Die Aufrichtigkeit wird auch meist damit belohnt das ich immer wieder die Post zurückbekomme, mit dem Kommmentar das das sehr nett sei und ich das gerne behalten darf.

Blue 


			Dieser Inhalt steht nur eingeloggten Mitgliedern zur Verfügung.


----------



## Onichon (15. Dezember 2009)

Bei mir kommt drauf an. Ich bekomme immer so zwischen 5 und 30 Gold. Wenn dann allerdings so Leute kommen, die nicht mal TG für Berserker oder so geben, dann "vergesse" ich schon mal denen zu sagen, dass sie auf der Waffe Berserker schon drauf haben und hau das einfach noch mal drauf.


----------



## Laberede (16. Dezember 2009)

Onichon schrieb:


> Wenn dann allerdings so Leute kommen, die nicht mal TG für Berserker oder so geben, dann "vergesse" ich schon mal denen zu sagen, dass sie auf der Waffe Berserker schon drauf haben und hau das einfach noch mal drauf.



Ich glaube da muss ich jetzt nochmal drüber nachdenken.


----------



## Cysiaron (16. Dezember 2009)

in der regel lasse ich mich von gildenmembern verzaubern.  dafür zahl ich nichts. im gegenzug bekommen sie aber auch ihre steinchen gratis geschliffen.

mats sind immer vorraussetzung, ich bring meine mit und sie die ihren.
wenn ich in der gilde mal keinen verzauberer antreffe, dann such ich mir halt einen in /1.
beim trinkgeld bin ich nicht knauserig. 50 g für berserker sind da drin. im verhältnis zu den materialkosten finde ich es angemessen.
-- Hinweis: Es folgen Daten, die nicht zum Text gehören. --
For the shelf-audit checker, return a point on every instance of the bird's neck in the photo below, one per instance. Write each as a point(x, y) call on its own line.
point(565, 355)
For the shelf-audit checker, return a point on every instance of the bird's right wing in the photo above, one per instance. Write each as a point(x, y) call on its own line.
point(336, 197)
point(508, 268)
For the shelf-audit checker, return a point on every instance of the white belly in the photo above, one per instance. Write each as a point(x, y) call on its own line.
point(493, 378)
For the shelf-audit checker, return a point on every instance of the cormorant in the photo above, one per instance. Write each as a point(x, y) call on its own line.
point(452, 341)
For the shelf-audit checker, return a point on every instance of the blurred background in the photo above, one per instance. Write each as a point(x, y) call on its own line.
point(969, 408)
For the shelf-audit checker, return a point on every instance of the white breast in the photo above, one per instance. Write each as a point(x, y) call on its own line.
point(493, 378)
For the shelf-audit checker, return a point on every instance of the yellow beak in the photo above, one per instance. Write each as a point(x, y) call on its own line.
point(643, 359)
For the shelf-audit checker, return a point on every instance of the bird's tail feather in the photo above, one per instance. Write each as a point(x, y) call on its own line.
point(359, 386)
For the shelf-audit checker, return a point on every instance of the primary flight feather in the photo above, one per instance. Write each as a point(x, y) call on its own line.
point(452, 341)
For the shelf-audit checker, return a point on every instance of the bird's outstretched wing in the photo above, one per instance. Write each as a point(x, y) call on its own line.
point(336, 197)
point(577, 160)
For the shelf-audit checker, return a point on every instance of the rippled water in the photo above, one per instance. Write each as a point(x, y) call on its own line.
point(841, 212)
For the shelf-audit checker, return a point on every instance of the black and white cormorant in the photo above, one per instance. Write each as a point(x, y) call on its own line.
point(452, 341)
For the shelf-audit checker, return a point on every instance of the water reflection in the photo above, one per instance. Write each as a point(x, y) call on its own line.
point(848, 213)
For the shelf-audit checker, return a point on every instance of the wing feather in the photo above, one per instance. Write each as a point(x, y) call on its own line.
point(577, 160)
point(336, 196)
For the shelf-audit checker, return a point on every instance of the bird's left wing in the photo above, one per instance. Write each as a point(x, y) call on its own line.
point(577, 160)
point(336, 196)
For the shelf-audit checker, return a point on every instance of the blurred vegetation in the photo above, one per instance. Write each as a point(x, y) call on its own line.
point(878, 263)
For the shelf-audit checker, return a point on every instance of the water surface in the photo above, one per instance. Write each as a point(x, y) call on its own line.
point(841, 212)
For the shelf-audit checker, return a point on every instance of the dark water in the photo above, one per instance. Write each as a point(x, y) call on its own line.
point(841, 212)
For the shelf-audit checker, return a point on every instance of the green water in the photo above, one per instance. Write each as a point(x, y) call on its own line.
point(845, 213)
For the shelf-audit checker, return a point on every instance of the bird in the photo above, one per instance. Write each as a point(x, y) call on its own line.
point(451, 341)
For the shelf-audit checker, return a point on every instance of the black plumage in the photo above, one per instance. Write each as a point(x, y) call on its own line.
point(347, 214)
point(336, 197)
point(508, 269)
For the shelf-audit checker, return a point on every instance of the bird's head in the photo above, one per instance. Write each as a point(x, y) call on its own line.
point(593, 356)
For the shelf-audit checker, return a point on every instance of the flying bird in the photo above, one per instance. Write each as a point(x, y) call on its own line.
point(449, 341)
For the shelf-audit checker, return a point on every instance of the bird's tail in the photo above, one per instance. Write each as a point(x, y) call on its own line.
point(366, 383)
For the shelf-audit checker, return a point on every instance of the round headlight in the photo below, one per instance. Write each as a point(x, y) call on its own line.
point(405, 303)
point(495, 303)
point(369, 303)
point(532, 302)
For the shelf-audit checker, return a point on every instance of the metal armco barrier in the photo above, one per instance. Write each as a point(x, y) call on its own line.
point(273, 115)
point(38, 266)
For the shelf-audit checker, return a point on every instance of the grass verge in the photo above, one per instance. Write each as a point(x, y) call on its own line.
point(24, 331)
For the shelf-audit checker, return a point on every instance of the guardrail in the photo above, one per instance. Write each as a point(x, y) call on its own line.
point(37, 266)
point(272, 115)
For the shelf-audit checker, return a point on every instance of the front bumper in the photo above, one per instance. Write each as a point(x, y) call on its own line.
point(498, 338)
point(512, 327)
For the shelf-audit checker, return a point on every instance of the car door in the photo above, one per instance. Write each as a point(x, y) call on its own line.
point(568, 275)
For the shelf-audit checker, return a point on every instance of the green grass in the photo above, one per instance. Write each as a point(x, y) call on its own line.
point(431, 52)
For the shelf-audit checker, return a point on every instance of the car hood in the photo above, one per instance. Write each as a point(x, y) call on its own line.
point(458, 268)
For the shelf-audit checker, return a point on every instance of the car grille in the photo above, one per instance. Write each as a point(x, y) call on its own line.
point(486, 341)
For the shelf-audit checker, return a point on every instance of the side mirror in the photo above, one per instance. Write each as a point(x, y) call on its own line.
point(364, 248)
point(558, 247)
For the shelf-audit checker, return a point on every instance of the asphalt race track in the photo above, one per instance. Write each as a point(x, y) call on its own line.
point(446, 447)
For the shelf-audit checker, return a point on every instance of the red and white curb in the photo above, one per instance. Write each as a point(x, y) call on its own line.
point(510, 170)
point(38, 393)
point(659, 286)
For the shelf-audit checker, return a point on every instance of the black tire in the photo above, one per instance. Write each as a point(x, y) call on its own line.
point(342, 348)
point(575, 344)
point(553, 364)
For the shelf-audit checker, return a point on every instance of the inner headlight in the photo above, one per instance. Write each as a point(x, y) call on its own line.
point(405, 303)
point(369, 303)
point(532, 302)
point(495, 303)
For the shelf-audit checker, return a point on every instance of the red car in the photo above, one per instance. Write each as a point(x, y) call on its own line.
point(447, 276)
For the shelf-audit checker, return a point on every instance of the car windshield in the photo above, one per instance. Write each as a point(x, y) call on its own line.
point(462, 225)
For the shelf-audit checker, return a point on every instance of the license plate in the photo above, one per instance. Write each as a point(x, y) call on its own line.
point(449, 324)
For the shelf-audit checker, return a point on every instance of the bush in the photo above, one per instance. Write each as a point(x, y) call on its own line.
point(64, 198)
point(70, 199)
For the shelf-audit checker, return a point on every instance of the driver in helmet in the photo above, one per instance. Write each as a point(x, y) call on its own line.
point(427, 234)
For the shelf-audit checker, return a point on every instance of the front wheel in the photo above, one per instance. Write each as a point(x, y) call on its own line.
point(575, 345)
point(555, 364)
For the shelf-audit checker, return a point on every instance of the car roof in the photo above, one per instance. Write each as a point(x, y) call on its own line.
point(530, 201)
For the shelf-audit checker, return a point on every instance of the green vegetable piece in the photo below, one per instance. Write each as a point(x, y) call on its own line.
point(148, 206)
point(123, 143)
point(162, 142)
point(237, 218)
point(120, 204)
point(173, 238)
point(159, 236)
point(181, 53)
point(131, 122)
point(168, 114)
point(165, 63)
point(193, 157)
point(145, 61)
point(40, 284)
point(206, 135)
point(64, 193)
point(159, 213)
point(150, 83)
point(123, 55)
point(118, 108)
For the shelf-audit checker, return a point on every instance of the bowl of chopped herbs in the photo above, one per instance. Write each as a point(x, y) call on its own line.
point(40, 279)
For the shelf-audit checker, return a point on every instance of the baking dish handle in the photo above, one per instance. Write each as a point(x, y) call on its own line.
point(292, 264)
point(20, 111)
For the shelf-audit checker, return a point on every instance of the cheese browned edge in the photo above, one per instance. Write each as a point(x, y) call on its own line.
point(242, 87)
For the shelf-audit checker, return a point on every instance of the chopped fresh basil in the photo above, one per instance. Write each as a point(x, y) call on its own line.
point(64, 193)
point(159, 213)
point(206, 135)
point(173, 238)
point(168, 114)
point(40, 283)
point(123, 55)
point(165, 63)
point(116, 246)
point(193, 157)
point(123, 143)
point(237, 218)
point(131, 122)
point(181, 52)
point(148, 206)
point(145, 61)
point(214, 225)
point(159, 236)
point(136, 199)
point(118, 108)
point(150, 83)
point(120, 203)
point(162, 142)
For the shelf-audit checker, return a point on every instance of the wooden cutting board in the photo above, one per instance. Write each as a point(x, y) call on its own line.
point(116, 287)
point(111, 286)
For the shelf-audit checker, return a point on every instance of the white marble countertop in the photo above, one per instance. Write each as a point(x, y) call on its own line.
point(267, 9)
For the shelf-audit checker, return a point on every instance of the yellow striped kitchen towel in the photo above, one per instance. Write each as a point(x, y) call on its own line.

man sollte nicht vergessen, dass das virtuelles geld ist.  im realen leben hab ich da nicht viel von.
aber ein verzauberer, der von mir ein gutes tg bekommt, der wird mich beim nächsten wunsch nach einer verzauberung gerne beraten und sich zeit für mich nehmen.


----------



## STL (21. Dezember 2009)

ich nehm was ich krieg 


			Dieser Inhalt steht nur eingeloggten Mitgliedern zur Verfügung.
        

 da ich grundsätzlich keine Mats stelle muss derjenige sich das zeug eh selber kaufen.
Was sich ne Zeit lang als EXTREM lukrativ erwiesen hat bei mir war das entzaubern von Gegenständen.. Habe mir auch geben lassen, was die Leute für richtig empfanden und oft waren das mehrere gegenstände, deren Diss ich behalten durfte und dazu bis zu 200g.. das war schon fein. Nur hat sich das leider verlaufen. Seit 3.3 hat eh jeder Mats 


			Dieser Inhalt steht nur eingeloggten Mitgliedern zur Verfügung.
        

 Da muss man sich durch lustige Makros und flotte Sprüche von dem "Biete [Verzauberkunst] ggn Mats u TG. /w me" abheben.


----------



## Vatenkeist (9. November 2010)

10 g pro vz sind standard

für seltenere sachen wie 30 zm/9 ausdauer armschiene/4 werte usw sind 50g+ fällig


----------



## Cassiopheia (9. November 2010)

Grundsätzlich überlass ich es den Leuten selber wieviel sie mir geben. (Mats muss jeder selber mitbringen) - Der Kellner in der Bar sagt mir ja auch net wieviel TG ich zu zahlen habe 

Leute die nichts zahlen kriegen ne Notiz von mir, auf deren Posts im /2 reagier ich dann nicht mehr.
Standard ist 10g. Find ich für alle käuflichen Rezepte total ok. (Bei Low-Level Sachen vom Lehrer kommts mir eher auf die Geste drauf an, da bin ich auch mit 1g zufrieden)
Für Droprezepte sollte es aber schon ein bisschen mehr, genauso für welche die Ruffarmerei erfordern.. alles was selten ist und mit Arbeit für den VZ verbunden war, sollte schon bissl höher entlohnt werden. (Waffe 30 ZM, World Rnd Drops, Waffe 15 Agi etc)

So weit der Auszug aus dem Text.